Super-homem. Esses líderes, diz o diretor, são bem intencionados e acabam trabalhando mais do que as oito horas diárias, ficam conectados com a empresa full time. “Eles querem ser o Super Homem. Mas ser líder não é ser Super Homem, mas é ter uma equipe de Super Homens.”

Daí a necessidade, defende Cardoso, de as organizações terem políticas de gestão de talentos, para formar líderes para cada nível de liderança. “E formar significa pactuar com eles quais vão ser suas novas atribuições, que é onde está a lacuna.”
Sem esse preparo, os profissionais assumem o posto sem entender que o holofote não deve estar nele, mas na equipe, argumenta o diretor da Integração. “Tudo isso se reflete na maneira como ele administra seu tempo. Uma consequência disso é o baixo desempenho.”

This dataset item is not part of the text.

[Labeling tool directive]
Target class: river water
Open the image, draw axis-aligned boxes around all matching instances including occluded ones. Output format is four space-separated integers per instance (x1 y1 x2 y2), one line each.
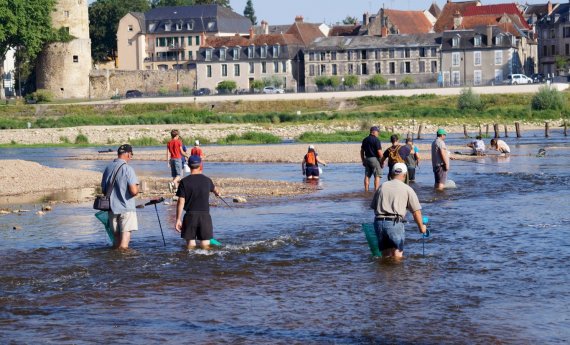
0 137 570 344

Na opinião de Cardoso, o ideal seria que o tempo fosse distribuído ao contrário do que o quadro da pesquisa revelou. Ou seja, com mais tempo para futuro e pessoas, com rotinas e urgências por último. “O trabalho do líder é olhar para frente.”
A própria pesquisa ainda revela que o principal desafio dos líderes é desenvolver pessoas, em primeiro lugar, e a gestão de mudança em segundo lugar.

Diretor da Fortes Tecnologia de Sistemas, Clavius Tales diz que já enfrentou esse quadro quando se tornou líder. Com o tempo foi percebendo que havia algo errado em suas prioridades, pois se dedicava pouco a assuntos estratégicos.

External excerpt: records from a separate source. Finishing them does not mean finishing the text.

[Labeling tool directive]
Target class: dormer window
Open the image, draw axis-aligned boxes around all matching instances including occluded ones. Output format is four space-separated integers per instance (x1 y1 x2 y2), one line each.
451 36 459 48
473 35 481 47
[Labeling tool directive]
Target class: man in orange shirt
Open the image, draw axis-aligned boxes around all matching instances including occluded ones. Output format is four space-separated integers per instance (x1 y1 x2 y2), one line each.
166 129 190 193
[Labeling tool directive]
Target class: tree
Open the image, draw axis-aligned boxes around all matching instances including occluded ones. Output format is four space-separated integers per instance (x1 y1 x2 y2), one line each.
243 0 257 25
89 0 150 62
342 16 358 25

A solução adotada por Tales foi simples, mas exigiu determinação e persistência. Passou a dedicar um tempo diário apenas para questões estratégicas, de futuro. Começou com uma hora diária e foi ampliado. Nesse período, ficou acertado que ninguém na empresa poderia interrompê-lo. “Deviam agir como se eu não estive lá, como se estivesse de férias”, conta.

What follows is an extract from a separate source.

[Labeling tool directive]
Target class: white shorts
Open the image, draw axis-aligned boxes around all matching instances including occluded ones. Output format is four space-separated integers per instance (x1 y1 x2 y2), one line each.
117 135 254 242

Com o tempo, ele foi ampliando as horas que dedicava a essa atividade. “O curioso é que nesses períodos em que ninguém poderia me interromper, falar comigo, as pessoas começaram a tomar decisões que não podiam ser adiadas”, lembra. “E na grande maioria das vezes eles acertavam. E basicamente foi isso: uma adequação da minha agenda. Não foi nada muito elaborado.”

Apesar de a situação tê-lo deixado mais confiante em delegar, Tales diz que seu estilo de gestão sempre foi muito participativo e colaborativo. “Eu dificilmente tomava uma decisão isolado. As decisões sempre foram compartilhadas.”

Tales entrou como estagiário na Fortes em 1992, ano em que a empresa do Grupo Fortes de Serviços iniciou suas atividades. “Fui evoluindo (profissionalmente) e hoje sou sócio.”

A Fortes Tecnologia tem 600 funcionários e desenvolve softwares para contabilidade, seu principal produto, transportadoras e para empresas em geral. Neste caso, são soluções financeiras, de contas a pagar, de R.H., entre outras. Já a Integração Escola de Negócios é um núcleo de capacitação de profissionais nos níveis de gerência, supervisão e analista fundado em 1966.